Die erste Charge an spontan genähten Röcken der Journalistin fällt erwartungsgemäß miserabel aus. Doch dass diese voller Fehler sind, ist den Betreibern egal. Später findet die Redakteurin das Label der Fast-Fashion-Marke PrettyLitteThing an den misslungenen Stücken. Nachdem die problematischen und teils illegalen Arbeitsbedingungen in Leicester öffentlich bekannt wurden, hatten sich viele große Modemarken dazu entschieden, nicht mehr in den Fabriken der Stadt zu produzieren. Die Boohoo-Gruppe mit seiner Marke PrettyLittleThing lässt dort hingegen weiterhin fertigen.
Giftige Produktion
Die Probleme in der Lieferkette der Fast-Fashion-Marken fangen nicht erst bei der Fertigung der Kleidungsstücke selbst an. Bereits die Herstellung der Fasern verursacht Umwelt- und Gesundheitsschäden. Der Beitrag zeigt das am Beispiel des beliebten und angeblich nachhaltigen Textilstoffes Viskose. Im Vergleich zu Baumwolle wird bei der Produktion Wasser gespart und weniger Ackerfläche beansprucht, erklärt ein Vertreter des Viskosemarktführers Aditya Birla auf einer Textilmesse.
Dass der Stoff häufig alles andere als umweltfreundlich und nachhaltig hergestellt wird, wird beim Besuch in der indischen Stadt Nagda deutlich. Seit 1956 produziert Birla dort den für die Viskoseherstellung essentiellen Stoff Kohlenstoffdisulfid. Ehemalige Arbeiter berichten vor der Kamera von stechenden Dämpfen, Halluzinationen, Kopfschmerzen und verfrühten Herzinfarkten. “Wer auch nur in die Nähe des Zeugs kommt, wird den Geruch zehn Tage nicht los”, berichtet ein Arbeiter. “Nach acht Tagen in der Fabrik stinken deine Kleider ein halbes Jahr.”

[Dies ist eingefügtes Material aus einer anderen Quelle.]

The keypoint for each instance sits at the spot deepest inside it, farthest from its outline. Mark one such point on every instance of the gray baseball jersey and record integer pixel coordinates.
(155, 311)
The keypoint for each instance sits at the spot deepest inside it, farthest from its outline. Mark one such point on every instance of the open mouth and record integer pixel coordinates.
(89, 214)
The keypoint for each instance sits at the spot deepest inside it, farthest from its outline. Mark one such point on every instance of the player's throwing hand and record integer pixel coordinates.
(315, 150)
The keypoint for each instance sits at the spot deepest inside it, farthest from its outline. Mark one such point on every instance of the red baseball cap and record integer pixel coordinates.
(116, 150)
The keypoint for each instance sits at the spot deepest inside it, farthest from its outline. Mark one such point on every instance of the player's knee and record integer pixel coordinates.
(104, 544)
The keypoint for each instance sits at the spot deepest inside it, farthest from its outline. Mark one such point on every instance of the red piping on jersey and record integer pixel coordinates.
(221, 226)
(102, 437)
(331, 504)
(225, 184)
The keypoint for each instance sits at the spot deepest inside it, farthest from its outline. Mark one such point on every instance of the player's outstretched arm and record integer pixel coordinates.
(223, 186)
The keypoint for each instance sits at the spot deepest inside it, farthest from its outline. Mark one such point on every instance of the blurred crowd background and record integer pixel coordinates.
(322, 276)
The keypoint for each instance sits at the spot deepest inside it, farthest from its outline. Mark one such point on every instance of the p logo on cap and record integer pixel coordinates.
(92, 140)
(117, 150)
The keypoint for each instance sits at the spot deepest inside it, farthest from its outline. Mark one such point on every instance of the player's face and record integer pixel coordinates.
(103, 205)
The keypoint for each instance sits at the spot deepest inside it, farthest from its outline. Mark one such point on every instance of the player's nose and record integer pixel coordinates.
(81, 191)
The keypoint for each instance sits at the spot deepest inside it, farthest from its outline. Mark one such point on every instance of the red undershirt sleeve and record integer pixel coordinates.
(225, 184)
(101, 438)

Anwohner des Chemiewerks berichten von Unfruchtbarkeit, Seh- und Artikulationsproblemen, Lähmungen sowie vorzeitiger Alterung. Kinder kämen gesund zur Welt, verlören über mehrere Jahre aber ihre Muskelkraft und würden teils im Rollstuhl enden. Das Wasser aus dem angrenzenden Fluss ist nicht mehr trinkbar; deswegen werden die Bewohner mit Trinkwasserlieferungen versorgt – vom angeblich unschuldigen Fabrikbetreiber. Für die Bewässerung der Äcker wird allerdings weiterhin das Wasser aus dem Fluss genutzt.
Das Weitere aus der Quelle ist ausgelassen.